Russia has recently set a minimum price on Vodka in attempts to reduce alcohol use and alcohol-related deaths. In this article, the deaths from the heatwave are attributed to alcohol use. Statistics exist that Russia has a large amount of deaths by drowning due to Alcohol, and the presumption that these deaths rise as a result of more people going into the water can be contended.
However, it is important to note that the heatwave will have far more implications that merely alcohol-related deaths as it will dramatically decrease the amount of produce available to consumers especially into the Winter season. Farming is the first level of the economy and it will surely affect the rest of the economy as less produce and particularly wheat will be available in the winter. This may devastate an economy that is already weak.
Courtesy of BBC News Online, Moscow. http://www.bbc.co.uk/news/world-europe-10646106
Russian deaths mount as heatwave and vodka mix
By Rupert Wingfield-Hayes
BBC News, Moscow
Scores of Russians have died in the past few weeks amid a heatwave that shows no sign of breaking.
Many of the dead have drowned after taking a swim – often after having drunk too much vodka.
For the past two weeks temperatures across much of western Russia have soared past 35C, in the hottest and longest heatwave in decades.
Russia is also suffering what is thought to be the worst drought in more than 100 years.
There has been virtually no rain since winter and crops are shrivelling.

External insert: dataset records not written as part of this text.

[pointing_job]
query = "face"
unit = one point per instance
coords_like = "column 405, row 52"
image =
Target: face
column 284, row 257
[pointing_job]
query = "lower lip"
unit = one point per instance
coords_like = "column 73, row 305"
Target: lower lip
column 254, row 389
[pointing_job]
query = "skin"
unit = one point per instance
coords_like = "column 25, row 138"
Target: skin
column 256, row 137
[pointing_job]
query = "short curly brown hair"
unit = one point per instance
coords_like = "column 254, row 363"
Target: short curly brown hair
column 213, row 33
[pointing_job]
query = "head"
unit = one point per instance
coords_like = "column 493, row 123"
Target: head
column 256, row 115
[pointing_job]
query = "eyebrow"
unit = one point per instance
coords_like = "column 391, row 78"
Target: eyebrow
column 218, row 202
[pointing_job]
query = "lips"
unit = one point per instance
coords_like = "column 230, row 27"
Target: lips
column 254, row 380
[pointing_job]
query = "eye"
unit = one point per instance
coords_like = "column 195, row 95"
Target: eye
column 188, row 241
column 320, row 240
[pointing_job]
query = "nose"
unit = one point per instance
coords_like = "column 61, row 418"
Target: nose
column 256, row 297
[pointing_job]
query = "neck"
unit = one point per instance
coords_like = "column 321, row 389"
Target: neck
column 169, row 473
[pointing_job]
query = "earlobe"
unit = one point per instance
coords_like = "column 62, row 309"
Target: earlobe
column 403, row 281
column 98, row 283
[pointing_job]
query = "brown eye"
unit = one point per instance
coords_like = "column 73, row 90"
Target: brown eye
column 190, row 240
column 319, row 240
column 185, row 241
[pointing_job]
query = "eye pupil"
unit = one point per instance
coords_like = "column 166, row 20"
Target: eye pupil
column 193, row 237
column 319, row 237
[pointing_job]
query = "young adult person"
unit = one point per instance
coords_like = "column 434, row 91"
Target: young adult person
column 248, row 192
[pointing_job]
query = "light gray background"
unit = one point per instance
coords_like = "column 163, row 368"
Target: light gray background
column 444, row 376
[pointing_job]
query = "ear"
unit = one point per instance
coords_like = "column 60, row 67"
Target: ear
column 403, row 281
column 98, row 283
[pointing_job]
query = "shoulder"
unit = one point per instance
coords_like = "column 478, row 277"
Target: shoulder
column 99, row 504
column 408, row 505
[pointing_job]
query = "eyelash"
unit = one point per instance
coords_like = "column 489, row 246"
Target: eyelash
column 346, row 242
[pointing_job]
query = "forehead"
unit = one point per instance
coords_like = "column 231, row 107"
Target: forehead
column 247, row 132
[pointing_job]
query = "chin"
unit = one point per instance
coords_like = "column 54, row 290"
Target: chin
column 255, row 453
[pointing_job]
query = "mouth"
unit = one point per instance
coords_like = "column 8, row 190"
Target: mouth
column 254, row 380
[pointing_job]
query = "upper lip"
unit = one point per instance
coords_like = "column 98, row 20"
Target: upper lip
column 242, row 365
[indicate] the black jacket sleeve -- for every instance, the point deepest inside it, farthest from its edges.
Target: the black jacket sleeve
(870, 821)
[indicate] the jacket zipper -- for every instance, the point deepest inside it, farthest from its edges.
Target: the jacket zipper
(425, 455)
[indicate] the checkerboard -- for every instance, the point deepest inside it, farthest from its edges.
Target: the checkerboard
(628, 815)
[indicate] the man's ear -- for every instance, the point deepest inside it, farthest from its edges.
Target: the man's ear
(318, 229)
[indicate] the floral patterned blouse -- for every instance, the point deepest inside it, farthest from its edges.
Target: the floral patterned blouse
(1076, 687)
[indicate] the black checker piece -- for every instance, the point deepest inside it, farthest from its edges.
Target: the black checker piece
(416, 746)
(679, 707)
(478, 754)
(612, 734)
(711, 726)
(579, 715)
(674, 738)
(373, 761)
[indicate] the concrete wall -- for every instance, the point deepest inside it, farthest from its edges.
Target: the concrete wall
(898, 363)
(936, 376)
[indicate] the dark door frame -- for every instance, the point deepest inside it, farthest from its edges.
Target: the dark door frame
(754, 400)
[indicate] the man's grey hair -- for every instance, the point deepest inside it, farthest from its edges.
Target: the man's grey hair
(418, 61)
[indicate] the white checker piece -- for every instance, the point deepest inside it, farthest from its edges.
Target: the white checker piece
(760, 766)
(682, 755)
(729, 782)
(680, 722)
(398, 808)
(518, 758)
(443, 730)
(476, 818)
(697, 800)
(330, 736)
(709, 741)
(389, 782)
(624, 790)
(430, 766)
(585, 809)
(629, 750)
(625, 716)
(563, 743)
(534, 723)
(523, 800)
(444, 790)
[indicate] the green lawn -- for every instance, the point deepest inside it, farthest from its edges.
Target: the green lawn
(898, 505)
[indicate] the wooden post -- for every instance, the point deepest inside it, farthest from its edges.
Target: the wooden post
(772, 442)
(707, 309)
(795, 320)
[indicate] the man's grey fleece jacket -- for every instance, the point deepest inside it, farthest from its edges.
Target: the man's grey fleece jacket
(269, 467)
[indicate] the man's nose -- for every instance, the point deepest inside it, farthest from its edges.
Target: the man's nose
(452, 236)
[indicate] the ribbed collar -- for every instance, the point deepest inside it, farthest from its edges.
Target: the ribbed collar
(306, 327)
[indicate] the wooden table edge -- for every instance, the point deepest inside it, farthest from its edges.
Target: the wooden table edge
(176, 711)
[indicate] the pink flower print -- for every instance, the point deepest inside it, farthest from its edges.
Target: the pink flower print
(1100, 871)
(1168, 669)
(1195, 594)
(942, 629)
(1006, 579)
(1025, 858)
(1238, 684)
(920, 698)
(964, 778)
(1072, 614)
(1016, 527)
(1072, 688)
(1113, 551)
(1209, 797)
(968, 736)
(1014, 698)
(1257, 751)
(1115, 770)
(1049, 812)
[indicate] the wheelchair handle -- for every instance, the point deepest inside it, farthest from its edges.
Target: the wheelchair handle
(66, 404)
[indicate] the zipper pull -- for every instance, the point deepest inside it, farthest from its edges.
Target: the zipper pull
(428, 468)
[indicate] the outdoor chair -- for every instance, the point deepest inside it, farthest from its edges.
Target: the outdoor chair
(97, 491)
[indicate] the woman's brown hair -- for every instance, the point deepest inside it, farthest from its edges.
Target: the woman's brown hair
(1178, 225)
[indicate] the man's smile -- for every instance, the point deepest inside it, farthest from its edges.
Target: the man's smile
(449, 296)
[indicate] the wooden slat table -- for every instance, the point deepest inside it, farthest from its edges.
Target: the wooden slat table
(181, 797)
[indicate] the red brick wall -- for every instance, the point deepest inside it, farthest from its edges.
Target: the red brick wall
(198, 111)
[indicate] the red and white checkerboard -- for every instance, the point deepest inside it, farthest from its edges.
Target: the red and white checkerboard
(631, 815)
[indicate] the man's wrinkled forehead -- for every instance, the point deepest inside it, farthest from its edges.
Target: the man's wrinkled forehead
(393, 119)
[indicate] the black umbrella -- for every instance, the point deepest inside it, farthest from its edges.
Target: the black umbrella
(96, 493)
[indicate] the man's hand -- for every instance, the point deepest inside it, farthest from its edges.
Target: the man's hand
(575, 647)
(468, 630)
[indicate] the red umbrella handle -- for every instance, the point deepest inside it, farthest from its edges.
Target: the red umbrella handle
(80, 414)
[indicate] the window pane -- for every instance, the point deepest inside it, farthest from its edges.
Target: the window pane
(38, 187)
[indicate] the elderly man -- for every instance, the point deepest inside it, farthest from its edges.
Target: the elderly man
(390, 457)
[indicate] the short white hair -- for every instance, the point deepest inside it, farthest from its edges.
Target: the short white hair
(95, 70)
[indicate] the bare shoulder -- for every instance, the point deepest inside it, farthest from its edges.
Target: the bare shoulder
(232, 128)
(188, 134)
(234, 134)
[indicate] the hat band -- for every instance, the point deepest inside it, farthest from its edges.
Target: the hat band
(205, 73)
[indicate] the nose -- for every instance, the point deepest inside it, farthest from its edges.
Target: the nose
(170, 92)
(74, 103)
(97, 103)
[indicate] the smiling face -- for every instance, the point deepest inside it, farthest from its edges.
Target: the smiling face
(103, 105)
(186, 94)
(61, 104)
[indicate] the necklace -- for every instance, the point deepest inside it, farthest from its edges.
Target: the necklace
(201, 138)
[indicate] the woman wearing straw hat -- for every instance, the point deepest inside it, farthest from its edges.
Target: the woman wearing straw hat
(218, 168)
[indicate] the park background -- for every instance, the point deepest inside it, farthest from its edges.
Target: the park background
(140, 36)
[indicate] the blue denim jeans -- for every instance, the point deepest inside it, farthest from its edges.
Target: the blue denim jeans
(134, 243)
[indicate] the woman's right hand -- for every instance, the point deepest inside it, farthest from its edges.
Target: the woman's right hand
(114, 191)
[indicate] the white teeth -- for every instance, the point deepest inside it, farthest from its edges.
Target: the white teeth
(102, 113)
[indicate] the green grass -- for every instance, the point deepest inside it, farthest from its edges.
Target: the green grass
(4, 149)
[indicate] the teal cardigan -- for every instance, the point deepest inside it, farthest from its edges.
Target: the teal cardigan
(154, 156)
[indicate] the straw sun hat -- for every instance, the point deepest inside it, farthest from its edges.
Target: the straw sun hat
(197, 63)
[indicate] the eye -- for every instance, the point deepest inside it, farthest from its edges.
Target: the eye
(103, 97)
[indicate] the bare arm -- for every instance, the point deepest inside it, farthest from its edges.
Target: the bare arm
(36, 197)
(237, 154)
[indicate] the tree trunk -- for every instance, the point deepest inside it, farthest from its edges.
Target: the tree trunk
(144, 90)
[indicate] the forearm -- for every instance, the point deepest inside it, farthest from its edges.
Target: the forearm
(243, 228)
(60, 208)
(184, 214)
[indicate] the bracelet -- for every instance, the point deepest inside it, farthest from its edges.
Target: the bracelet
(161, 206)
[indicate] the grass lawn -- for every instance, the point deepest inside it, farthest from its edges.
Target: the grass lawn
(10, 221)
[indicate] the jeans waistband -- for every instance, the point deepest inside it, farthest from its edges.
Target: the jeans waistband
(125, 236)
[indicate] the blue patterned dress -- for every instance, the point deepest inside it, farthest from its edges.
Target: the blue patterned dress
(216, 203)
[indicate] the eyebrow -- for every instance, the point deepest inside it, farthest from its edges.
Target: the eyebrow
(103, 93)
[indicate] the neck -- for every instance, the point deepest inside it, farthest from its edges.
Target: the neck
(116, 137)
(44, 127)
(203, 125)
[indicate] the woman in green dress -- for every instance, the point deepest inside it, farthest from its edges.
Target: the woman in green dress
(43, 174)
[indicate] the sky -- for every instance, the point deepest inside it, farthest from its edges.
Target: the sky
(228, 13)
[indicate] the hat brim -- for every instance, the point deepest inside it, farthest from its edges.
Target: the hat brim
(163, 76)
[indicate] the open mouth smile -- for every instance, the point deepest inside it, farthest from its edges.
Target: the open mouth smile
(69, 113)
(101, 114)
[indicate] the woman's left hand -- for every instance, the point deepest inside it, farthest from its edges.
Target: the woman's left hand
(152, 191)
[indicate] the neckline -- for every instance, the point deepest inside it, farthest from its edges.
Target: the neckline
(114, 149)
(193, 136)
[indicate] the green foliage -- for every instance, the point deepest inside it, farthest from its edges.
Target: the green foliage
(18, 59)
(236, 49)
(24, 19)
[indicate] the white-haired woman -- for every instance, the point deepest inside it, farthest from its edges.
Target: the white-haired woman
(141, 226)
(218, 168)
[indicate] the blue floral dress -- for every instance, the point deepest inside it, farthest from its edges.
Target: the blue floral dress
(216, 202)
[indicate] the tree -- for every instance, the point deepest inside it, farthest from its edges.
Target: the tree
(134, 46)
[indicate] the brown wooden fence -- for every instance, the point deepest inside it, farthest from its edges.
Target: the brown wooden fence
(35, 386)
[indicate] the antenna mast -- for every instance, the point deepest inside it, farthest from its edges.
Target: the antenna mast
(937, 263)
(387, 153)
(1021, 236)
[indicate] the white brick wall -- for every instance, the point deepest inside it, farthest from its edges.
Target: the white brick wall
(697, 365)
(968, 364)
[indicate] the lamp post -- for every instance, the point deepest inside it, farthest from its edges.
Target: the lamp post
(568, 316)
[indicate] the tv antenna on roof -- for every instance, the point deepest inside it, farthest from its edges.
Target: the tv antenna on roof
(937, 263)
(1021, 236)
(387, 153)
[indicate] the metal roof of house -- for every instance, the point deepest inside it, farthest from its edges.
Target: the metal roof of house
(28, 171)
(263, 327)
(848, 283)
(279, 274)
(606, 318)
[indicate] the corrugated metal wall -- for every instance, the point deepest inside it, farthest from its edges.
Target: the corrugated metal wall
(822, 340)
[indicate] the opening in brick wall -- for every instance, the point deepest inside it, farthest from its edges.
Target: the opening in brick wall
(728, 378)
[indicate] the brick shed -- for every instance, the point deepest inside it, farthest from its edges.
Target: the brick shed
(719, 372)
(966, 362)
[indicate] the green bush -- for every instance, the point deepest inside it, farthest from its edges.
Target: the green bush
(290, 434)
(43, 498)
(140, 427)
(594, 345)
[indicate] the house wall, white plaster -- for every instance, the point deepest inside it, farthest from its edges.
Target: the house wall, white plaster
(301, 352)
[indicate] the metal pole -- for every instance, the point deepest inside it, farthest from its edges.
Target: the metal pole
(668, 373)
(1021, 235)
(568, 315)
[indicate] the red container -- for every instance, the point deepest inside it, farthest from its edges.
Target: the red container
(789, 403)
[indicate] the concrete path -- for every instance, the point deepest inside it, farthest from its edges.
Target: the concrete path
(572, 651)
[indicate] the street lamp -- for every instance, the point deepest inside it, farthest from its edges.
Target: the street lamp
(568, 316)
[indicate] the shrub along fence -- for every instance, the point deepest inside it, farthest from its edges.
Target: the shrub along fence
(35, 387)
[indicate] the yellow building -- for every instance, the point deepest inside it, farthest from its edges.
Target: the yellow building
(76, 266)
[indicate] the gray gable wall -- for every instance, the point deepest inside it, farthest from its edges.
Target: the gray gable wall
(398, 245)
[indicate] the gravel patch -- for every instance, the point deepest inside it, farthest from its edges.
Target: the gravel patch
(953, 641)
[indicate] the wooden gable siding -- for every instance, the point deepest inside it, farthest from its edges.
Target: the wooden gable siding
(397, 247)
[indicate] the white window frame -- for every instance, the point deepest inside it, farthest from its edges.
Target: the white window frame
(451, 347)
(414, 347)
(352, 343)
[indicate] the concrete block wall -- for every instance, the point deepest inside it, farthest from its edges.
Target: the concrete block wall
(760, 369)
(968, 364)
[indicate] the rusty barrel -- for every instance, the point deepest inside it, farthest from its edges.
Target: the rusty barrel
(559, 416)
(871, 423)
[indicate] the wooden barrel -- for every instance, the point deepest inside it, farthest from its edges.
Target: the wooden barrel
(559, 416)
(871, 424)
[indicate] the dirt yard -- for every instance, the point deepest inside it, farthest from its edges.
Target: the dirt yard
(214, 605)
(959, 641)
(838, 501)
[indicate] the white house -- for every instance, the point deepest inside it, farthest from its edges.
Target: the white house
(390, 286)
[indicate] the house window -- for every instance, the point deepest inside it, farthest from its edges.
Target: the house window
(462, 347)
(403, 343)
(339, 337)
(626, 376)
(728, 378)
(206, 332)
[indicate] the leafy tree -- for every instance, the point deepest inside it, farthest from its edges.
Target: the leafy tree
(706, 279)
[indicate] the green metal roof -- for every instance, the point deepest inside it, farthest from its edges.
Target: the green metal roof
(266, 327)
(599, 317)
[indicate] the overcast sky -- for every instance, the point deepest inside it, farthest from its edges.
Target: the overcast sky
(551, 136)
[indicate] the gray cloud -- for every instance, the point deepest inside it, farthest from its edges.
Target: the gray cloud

“We’ve had 10mm of rain, scorching hot temperatures over 35C, which have just burnt all the crops up,” says Colin Hinchley, a Briton who now farms in Penza near the Volga river, in southern Russia.
“Winter wheat crops are 50% of the yield, and spring crops, in some cases, are going to be virtually none.”
A state of emergency has been imposed in 16 Russian regions, and the government is increasing loans to try to help farmers avoid bankruptcy.
“It’s a major calamity, the situation is extremely serious,” said Viktor Zubkov, the first deputy prime minister responsible for agriculture.
In the centre of Moscow, teams of tanker trucks roam the streets spraying water to try to stop the asphalt from melting.
At lakes and rivers around Moscow groups of revellers can be seen knocking back vodka and then plunging into the water.
The result is predictable – 233 people have drowned in the last week alone.
In one incident six schoolchildren drowned, because the summer camp employees looking after them were drunk.
The heatwave is expected to last another week. By then Moscow may well have broken through its highest ever temperature of 36.6C.